Yesterday the Greene Team went to Newsday and the Ducks game. Baseball has been my favorite pastime since I was about six years old, when my dad and I had our first catch, so I was really looking forward to the game. Also, I was excited to see my dad again who is a News Editor/Daytime Copy Chief at Newsday. I have been to Newsday many times and still enjoy the aura of the newsroom. The chattering, clicking, and typing is like music to my ears because I know these noises are making great newspapers, which is what I would like to do.

Lauren Harrison
Newsday reporter Lauren Harrison speaks to the Greene Team on Wednesday, July 23, 2014. Photo by Wasim Ahmad.
One of the speakers at Newsday had a great impact on me. Lauren Harrison is a reporter who spoke about how to begin your journalistic career and tips to speed up the process. She told the Greene Team how she got started with journalism — writing in a notepad when she saw something interesting or noteworthy.
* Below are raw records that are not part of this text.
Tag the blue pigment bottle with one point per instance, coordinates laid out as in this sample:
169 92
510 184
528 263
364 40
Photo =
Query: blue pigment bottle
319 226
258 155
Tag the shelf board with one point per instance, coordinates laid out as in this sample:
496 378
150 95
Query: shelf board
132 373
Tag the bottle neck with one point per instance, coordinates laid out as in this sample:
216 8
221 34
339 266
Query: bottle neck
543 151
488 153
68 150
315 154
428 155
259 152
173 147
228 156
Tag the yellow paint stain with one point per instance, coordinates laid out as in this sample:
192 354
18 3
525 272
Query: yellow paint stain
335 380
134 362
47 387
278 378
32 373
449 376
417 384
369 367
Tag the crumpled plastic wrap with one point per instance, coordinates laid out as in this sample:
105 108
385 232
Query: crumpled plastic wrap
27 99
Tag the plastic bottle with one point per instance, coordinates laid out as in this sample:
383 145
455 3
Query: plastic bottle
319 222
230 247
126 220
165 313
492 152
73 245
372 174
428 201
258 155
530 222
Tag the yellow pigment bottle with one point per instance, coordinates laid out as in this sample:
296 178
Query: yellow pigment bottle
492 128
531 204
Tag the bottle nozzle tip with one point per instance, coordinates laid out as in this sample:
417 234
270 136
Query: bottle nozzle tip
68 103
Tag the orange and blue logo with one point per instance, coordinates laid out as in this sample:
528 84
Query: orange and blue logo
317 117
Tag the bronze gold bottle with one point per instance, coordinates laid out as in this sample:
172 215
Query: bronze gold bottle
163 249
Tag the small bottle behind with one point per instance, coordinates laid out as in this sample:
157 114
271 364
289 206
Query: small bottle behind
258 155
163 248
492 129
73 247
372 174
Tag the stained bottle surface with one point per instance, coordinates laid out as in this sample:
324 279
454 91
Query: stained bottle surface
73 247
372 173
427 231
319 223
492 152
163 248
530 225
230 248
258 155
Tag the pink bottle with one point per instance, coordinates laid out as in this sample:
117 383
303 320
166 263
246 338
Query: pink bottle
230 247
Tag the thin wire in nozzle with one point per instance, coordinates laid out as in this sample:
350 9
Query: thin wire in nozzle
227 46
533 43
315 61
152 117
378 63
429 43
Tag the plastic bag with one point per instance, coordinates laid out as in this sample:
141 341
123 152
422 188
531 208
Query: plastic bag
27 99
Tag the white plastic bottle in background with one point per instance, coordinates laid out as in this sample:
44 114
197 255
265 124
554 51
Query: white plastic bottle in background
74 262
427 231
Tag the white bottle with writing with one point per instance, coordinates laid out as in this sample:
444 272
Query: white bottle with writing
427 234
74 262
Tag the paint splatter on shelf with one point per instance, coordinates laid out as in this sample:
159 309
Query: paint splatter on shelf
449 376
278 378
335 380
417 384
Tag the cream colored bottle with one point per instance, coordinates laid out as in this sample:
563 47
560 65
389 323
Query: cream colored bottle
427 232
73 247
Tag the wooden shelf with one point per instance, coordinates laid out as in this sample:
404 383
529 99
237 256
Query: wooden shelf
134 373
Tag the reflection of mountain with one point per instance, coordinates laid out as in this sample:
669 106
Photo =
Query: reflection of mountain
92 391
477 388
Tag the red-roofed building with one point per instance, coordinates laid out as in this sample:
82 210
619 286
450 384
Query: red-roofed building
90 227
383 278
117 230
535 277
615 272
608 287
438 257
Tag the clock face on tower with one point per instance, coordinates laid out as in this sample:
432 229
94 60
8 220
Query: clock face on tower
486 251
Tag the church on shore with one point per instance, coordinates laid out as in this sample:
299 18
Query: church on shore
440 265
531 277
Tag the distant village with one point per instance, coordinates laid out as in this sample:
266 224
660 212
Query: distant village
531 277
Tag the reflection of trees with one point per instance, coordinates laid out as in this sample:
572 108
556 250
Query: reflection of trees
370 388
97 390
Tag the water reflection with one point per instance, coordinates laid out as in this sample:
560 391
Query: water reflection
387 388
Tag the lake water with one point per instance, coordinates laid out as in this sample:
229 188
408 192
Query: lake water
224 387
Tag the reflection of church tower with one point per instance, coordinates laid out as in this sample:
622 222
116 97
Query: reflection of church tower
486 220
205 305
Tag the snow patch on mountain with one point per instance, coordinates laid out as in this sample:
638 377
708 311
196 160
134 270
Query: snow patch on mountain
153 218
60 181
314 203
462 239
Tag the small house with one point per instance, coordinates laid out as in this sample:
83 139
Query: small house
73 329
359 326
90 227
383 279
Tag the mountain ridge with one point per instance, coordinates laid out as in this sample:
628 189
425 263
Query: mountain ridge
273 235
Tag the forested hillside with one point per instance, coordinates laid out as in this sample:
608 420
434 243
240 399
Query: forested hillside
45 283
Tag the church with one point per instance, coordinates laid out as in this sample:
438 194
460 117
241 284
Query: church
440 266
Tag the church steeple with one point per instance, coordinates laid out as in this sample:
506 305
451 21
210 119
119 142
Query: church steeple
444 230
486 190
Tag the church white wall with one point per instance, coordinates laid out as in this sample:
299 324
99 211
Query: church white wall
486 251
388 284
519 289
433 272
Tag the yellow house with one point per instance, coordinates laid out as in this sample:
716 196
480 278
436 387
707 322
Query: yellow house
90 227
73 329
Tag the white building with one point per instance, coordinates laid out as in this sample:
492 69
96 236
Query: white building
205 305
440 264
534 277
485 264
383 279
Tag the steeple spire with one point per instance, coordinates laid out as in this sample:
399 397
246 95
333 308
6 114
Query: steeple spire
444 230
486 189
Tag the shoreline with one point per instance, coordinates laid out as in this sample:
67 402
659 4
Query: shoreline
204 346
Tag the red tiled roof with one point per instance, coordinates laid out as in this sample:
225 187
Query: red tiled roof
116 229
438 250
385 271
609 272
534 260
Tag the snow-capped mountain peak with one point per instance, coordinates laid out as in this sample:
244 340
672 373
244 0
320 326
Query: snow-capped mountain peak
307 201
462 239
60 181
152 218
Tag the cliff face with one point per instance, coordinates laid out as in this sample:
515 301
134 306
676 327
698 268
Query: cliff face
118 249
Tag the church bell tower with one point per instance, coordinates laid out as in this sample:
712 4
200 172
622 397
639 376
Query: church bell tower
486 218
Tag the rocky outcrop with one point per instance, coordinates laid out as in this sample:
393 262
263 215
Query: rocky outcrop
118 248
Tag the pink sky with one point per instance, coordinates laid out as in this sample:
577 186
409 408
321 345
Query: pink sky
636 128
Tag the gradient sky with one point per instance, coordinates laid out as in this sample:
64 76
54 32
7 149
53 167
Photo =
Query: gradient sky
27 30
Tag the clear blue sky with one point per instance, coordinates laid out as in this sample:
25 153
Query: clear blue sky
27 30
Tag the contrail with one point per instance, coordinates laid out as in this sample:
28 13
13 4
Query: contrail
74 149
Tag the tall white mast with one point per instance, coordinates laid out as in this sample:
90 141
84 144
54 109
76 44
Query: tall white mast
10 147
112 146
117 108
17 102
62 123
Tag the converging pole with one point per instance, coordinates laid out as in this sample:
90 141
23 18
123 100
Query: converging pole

She has inspired me to make an effort in talking to journalism professionals as well as taking notes when I see something out of the ordinary.  I’d like to thank her for her inspiring words of wisdom.

Ducks Game
Ducks game by Laura Fallick.
After the fun and enlightening experience at Newsday, we went to the Ducks Game, an event that I have looked forward to since day one of this program. My group’s story idea is about America’s favorite pastime, baseball, and if it is alive and well. We decided to interview young children and get their view on this topic. This time, I was the photographer, which was thrilling. I took many pictures of baseball teams, boy scouts, and kids with quackers, foam fingers, and more. Seeing the children having such a great time and being so enthusiastic made me very happy. It looked like none of the kids had a worry in the world, something that is hard to see nowadays. The Ducks game not only helped me become a more experienced photographer, it made me see there are people in the world who can be so happy.

Studio B by Laura Fallick
Studio B by Laura Fallick
I haven’t forgotten about the beginning of yesterday. In the morning, we went to Studio B, the TV studio at SBU. This was another exciting experience I was looking forward to. There were many different jobs to do, and I completed almost all of them. My favorite job was in audio. Pushing different buttons and being in charge of the transitions on the news report was exhilarating. I had never experienced something like that before.  It may be something I would like to focus on later in my journalism career. An aspect I did not like was broadcasting and being the reporter. At first, I was excited to be on TV, something most people aspire to do. When I was told I had to improve an aspect of my physical appearance, I knew I would never want to be a broadcaster. I felt upset, even though I knew it was what everyone has to go through in the broadcasting process. My friend, too, was told her hair wasn’t on point and should’ve been neater for TV. I am glad I had that experience, though. I know what aspects of journalism I may or may not want to pursue.

Day four was full of fun and today is full of work, also fun but very challenging. I can’t wait.